Prezentowany artykuł jest dowodem owocnej współpracy z maximuscenter.pl
Sacharoza, znana również jako cukier trzcinowy, jest dwucukrem składającym się z glukozy i fruktozy. Jest to najbardziej rozpowszechniona forma węglowodanów w roślinach. Ponadto, sacharoza jest ważna dla roślinnych magazynów energii. W związku z tym sacharoza była badana jako cząsteczka sygnałowa i składnik regulacji ekspresji genów.
Cukry są transportowane z organów źródłowych do organów zlewnych w roślinach przez specyficzne nośniki. Jednak dokładne mechanizmy transportu sacharozy nie zostały jeszcze wyjaśnione. Nośniki te mogą być ograniczone do pewnych typów komórek. Selektywność nośników dla pobierania sacharozy jest kluczowa w tym procesie. Dlatego zmiany w ekspresji nośników sacharozy mogą być wymagane dla transportu długodystansowego u roślin.
Jednym z pierwszych cukrów pozyskiwanych na masową skalę w roślinach była sacharoza. Ma ona umiarkowane ciśnienie osmotyczne i może być transportowana od źródła do zlewu w wyspecjalizowanej sieci komórek. Istnieją trzy odrębne typy transporterów: te, które transportują sacharozę do komórek floemu, te, które eksportują sacharozę do przestrzeni apoplastycznych oraz te, które są zarówno antyporterami, jak i facylitatorami.
Komórki floemu to specjalna tkanka naczyniowa przeznaczona do transportu cukrów. Sacharoza jest transportowana do komórek floemu poprzez proces zwany potencjałem elektrochemicznym. Aby do tego doszło, gradient protonów w poprzek błony plazmatycznej musi być niższy niż miejsce załadunku. Można to osiągnąć tylko dzięki mechanizmowi ograniczającemu tempo. Zaproponowano model pobierania i wyprowadzania sacharozy, oparty na profilu hydropatii SoSUT1.
Innym podejściem do zrozumienia wychwytu i wypływu sacharozy jest badanie struktury nośnika. Chociaż informacje strukturalne dla transporterów sacharozy nie są jeszcze dostępne, możliwe jest wykorzystanie dostępnych informacji do identyfikacji reszt ważnych dla ich aktywności. Fosforylacja tych reszt została zidentyfikowana w niebłonowych regionach tych białek. Jeśli fosforylacja jest obecna, zdolność nośnika do wiązania się z cukrem może być zwiększona.

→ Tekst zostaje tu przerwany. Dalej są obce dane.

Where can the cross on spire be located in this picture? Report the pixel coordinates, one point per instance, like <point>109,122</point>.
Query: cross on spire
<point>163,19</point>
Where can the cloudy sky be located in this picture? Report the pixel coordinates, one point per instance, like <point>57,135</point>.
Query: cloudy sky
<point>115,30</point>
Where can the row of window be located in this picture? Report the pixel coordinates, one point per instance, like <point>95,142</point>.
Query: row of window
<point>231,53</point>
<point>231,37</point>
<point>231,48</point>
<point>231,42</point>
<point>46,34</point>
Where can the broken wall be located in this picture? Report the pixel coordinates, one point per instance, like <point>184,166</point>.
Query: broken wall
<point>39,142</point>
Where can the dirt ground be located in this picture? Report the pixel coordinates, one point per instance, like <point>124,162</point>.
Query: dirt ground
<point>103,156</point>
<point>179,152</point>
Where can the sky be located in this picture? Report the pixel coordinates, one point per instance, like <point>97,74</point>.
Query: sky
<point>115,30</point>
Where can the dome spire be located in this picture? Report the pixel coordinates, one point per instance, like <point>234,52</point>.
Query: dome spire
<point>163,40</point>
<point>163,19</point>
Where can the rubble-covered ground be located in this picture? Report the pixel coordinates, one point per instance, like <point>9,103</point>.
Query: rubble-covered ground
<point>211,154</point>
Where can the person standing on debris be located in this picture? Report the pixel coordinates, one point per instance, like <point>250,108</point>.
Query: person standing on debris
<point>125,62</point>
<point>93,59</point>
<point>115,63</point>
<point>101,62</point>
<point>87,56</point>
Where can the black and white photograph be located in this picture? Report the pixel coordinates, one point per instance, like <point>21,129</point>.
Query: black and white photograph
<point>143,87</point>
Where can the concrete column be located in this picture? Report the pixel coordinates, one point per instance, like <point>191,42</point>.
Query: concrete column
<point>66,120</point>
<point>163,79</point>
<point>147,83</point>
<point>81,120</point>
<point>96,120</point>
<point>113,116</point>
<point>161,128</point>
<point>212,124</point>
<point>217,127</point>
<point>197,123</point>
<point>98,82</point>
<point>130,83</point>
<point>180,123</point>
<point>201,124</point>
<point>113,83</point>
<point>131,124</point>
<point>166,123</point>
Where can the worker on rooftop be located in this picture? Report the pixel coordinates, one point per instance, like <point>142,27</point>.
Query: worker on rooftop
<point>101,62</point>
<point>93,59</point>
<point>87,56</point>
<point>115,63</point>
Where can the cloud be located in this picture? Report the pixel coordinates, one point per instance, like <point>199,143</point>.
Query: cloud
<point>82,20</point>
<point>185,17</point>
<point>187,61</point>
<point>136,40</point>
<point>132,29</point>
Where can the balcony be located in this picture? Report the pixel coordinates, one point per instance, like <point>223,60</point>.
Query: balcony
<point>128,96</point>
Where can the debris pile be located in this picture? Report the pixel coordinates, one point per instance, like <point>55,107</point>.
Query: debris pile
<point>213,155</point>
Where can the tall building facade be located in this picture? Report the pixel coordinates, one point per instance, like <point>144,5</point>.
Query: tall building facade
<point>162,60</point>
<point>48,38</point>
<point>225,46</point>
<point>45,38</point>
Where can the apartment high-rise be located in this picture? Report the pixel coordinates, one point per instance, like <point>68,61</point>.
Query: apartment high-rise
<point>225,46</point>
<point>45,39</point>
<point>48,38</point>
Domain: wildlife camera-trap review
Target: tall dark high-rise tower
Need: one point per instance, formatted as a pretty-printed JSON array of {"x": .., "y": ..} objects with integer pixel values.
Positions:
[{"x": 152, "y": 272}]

Nośnik sacharozy jest monomerem w błonie. Dwanaście segmentów hydrofobowych otoczonych jest przez 12 miejsc glikozylacji. Białka o takiej strukturze pojawiają się jako ostre pasmo na Western blotach.

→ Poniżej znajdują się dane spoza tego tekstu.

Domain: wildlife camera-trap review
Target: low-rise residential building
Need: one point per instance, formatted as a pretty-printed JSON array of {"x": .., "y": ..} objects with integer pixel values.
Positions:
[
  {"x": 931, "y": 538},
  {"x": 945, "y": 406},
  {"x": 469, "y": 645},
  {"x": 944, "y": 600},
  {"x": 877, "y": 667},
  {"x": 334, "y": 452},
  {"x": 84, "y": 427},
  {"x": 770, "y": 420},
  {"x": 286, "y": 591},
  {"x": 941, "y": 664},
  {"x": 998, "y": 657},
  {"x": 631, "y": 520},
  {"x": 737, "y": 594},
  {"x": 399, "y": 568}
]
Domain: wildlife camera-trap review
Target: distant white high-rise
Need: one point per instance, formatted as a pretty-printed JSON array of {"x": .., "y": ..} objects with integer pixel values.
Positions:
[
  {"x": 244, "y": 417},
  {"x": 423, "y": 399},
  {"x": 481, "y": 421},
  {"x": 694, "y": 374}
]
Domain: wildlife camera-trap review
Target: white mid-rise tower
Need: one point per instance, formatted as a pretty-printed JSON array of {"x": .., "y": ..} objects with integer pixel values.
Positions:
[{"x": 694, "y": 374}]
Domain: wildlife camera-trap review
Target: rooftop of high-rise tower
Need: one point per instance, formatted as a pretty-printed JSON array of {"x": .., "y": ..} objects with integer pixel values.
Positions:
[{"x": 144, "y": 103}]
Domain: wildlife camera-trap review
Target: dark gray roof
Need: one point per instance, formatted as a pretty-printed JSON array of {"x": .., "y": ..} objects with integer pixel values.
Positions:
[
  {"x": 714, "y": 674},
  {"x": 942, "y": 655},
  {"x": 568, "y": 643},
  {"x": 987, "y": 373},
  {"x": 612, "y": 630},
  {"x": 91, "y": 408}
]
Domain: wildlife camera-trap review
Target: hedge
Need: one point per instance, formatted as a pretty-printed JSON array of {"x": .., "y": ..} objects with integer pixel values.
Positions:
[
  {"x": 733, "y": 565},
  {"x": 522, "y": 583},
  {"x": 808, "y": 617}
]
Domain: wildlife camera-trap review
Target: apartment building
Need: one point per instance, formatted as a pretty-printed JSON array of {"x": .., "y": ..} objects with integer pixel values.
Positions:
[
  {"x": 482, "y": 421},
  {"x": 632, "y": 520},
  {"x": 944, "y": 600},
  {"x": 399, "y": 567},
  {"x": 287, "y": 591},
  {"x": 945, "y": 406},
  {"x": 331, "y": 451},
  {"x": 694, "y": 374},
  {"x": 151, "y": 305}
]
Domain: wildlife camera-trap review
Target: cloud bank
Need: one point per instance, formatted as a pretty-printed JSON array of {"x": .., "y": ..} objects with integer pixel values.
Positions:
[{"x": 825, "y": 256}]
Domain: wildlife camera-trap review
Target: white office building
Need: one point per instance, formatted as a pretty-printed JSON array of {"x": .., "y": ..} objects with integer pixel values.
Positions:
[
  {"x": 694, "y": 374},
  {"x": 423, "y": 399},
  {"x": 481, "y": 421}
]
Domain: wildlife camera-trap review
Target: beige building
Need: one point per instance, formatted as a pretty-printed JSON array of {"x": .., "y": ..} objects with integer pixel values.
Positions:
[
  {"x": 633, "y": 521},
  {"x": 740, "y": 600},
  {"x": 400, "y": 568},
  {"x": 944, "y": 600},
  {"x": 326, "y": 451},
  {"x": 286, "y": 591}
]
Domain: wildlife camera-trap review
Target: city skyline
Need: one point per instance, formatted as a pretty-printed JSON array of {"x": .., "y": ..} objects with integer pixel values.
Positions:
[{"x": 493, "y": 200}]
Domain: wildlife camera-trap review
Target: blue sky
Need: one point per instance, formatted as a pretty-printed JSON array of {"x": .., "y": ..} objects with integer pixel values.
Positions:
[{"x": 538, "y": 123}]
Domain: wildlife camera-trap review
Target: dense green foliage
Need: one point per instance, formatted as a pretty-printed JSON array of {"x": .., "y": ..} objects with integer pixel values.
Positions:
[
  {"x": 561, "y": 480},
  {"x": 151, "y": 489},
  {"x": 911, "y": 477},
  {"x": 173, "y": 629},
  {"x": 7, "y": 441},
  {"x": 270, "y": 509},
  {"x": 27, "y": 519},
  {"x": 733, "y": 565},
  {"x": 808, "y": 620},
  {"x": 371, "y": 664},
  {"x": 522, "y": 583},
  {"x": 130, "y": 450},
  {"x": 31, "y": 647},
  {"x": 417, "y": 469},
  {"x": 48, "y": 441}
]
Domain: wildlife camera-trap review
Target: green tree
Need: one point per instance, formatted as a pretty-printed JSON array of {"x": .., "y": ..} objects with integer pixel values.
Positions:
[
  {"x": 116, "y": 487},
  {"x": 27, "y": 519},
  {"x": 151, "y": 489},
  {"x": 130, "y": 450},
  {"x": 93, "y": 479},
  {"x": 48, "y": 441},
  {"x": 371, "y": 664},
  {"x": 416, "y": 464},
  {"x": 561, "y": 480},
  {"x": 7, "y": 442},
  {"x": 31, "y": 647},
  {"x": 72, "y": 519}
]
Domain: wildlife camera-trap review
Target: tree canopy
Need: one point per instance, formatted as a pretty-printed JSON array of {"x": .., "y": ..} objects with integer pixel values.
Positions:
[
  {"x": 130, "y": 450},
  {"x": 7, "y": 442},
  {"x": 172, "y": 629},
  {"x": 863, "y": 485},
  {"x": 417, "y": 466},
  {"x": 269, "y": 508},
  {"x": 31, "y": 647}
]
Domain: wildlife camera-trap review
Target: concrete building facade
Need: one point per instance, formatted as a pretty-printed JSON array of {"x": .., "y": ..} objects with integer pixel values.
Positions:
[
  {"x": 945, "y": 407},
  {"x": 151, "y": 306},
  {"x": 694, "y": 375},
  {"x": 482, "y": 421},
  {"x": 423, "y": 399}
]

Gdy a-helisy są transmembranowe, ważna jest zarówno liczba pętli łączących, jak i długość heliksów transmembranowych. A-helisa musi być wystarczająco długa, by przekroczyć błonę. Również hydrofobowość a-helisy jest ważna, aby nośnik sacharozy mógł przeniknąć przez błonę.
Przeciwciała hodowane przeciwko polipeptydom o masie 42 kDa są używane do immunopuryfikacji białek wykazujących aktywność transportową. W transporterze sacharozy stwierdzono obecność kilku polipeptydów. Próby określenia funkcji nośnika sacharozy zostały ograniczone przez obecność polipeptydów. Badania nad strukturą nośników sacharozy mogą trwać bardzo długo. Docelowo wszystkie nośniki sacharozy powinny zostać w pełni scharakteryzowane. Gdy wszystkie nośniki zostaną scharakteryzowane, przyszły kierunek badań będzie jasny.
Wykazano, że nośniki effluxu są ważne dla rozładowania sacharozy w narządach zlewnych. Są to transportery effluksowe błony plazmatycznej, które mogą być zlokalizowane w komórkach mezofilu w sąsiedztwie floemu.